Note: Because Benito Cereno is not divided into chapters, this commentary will indicate units of the text by beginning and ending phrases and by page numbers. The page numbers cited refer to the 1998 Signet Classic edition of Billy Budd and Other Tales (ISBN 0-451-52687-2), with introduction by Joyce Carol Oates. The section numbers used in this commentary are not present in Melville’s text.
Section 4: “He had descended…” to “…gently conducted his master below” (pp. 168-172)
Wishing to stay clear of Cereno for a while, Delano returns to the main deck of the ship, where he sees, in the steerage below decks, the Spanish sailor from the mizzen rigging stashing a sparkling item in his shirt. This curious incident again kindles Delano’s suspicions: are this sailor and Cereno conspiring against him or his vessel? As before, however, Delano is able to put these suspicions to rest.
At one point, Delano notices two blacks pushing aside a white sailor who is in their way. Delano protests this breach of order to Cereno, but Cereno is taken at that moment by a coughing spell. Babo administers a cordial to Cereno, and Delano praises Babo for being a faithful servant to his master; in jest, Delano even offers to purchase Babo for his own. But Babo seems to take the offer in earnest, and responds with resentment.

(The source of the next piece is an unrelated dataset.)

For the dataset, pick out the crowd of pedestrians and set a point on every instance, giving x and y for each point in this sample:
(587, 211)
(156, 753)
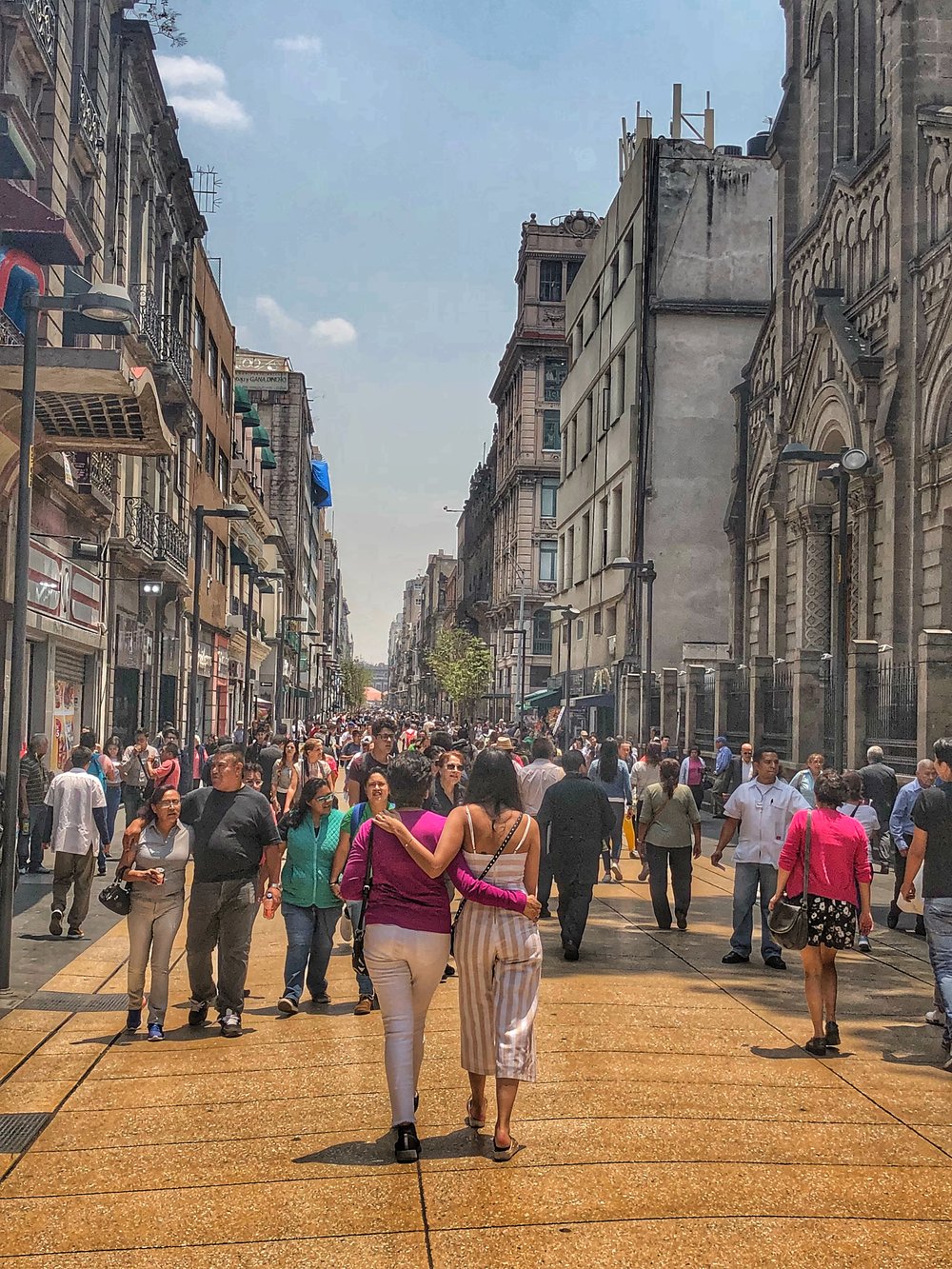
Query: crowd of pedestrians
(364, 831)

Readers have no doubt noticed by this point that a great deal of the “action” in Benito Cereno is psychological. This section is a further illustration of the inward nature of the story’s plot. Very little happens in it in the way of physical movement, but much happens in Delano’s internal processing of his experience aboard the San Dominick. Delano seems to come so close to guessing the truth of the situation; but, no sooner does he draw near it, than he shies away from it once more. He sees only what he chooses to see: for instance, when confronted with the sight of two blacks pushing aside a white sailor, Delano’s “glance called away from the spectacle of disorder to the more pleasing one before him” (pp. 171-172), namely, the sight (so Delano supposes) of Babo ministering to Cereno—that is, of Babo knowing and staying in “his place” (not Melville’s term) whereas the two blacks mentioned earlier do not.
In this way—focusing on what is pleasing to him and his preconceived notions of order at the expense of what is not—Delano achieves what the narrator describes as “tranquilizing” thoughts (p. 171). More specifically, the narrator calls these thoughts “the American’s thoughts” (p. 171)—perhaps yet another indicator that Delano is meant to be understood as a symbol for America itself. If so, the passage under consideration here might be construed as another comment upon the young republic’s view of itself in the world: “There was a difference between the idea of Don Benito’s darkly preordaining Captain Delano’s fate and Captain Delano’s lightly arranging Don Benito’s” (p. 171). In other words, the text may be suggesting, Americans prefer to see themselves as those in control of the fate of the world, and specifically that of “the old world,” as opposed to those who are controlled. Readers could thus approach Benito Cereno as a text that is greatly concerned with young America’s process of establishing its own identity, and the consequences that this chosen identity may bring with it. Will the new republic engage the world in a clear-eyed, keenly perceptive way (as Delano does not engage the situation aboard Cereno’s vessel), or will it instead turn a blind eye and settle for “tranquilizing,” “pleasing” thoughts—however untrue they may prove? Will a self-satisfied America “laugh” at the old world as Delano manages to “laugh at the strange ship… and almost at the dark Spaniard himself” (p. 170)?